Moreover, while I know that Stanley’s ultimate goal is apologetic—here’s why you don’t have to believe all those scary, strange, violent things in the Old Testament in order to be saved—what problem has he really solved by pitting the New Testament against the Old Testament anyway? As I’m sure you know, Jesus talks about final judgment and hell more than anyone. Andrew Wilson deals with this question nicely in this short blog post: http://thinktheology.co.uk/…/the_jesus_lens_or_the…
I can anticipate the pushback: Yes, but Stanley isn’t saying that the Old Testament ought to collapse like a house of cards, only that it can in order for people to become Christians in the first place. Indeed, I know Stanley has affirmed inerrancy in the recent past, and he believes in scripture’s inspiration. But what would he tell his new converts about the Old Testament as soon as they became authentic disciples? “Actually, guys, this is a really great book!

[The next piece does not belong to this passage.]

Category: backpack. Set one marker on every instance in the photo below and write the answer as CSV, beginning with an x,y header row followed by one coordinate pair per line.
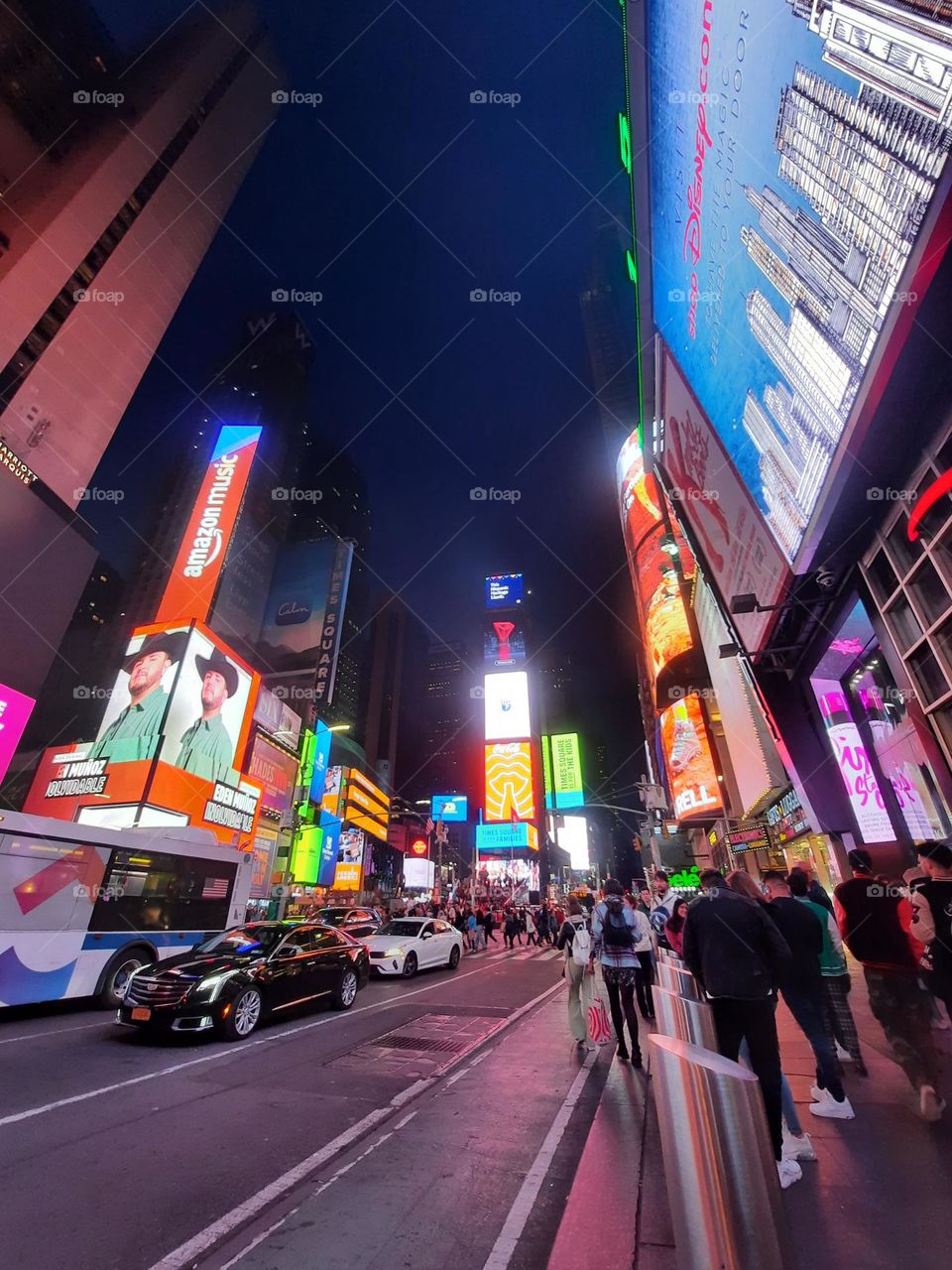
x,y
616,933
581,944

You should check it out! Let me exegete and interpret those difficult passages to help you understand why they don’t mean what you think they mean. Let me show you why, despite what you think, the God revealed in the Old Testament is really the same God revealed in Jesus Christ.”
That seems like bait-and-switch to me. It seems like something less than the full truth. It seems like a dubious way to make disciples—sowing seeds of doubt about the authority of God’s Word before these would-be disciples have even started being disciples! It feels like he’s selling the gospel to the lowest bidder, doesn’t it?
It’s understandable, perhaps, that from Stanley’s Christian tradition, which tends toward legalism and self-righteousness (whereas mine tends toward Pelagianism; all traditions tend toward something bad), he doesn’t perceive this problem. But speaking as an evangelical in a Mainline tradition, which often lightly regards the authority of scripture, I certainly do perceive the problem!
Moreover, while I love Christian apologetics and believe they can play a useful and necessary role in conversion, ultimately it isn’t Stanley’s job to argue anyone into God’s kingdom. The gospel itself has its own power, through the Holy Spirit, to convict, convince, and convert God’s elect (cf. Romans 1:16). I would encourage Stanley to be committed to telling the whole truth and let God do the heavy lifting.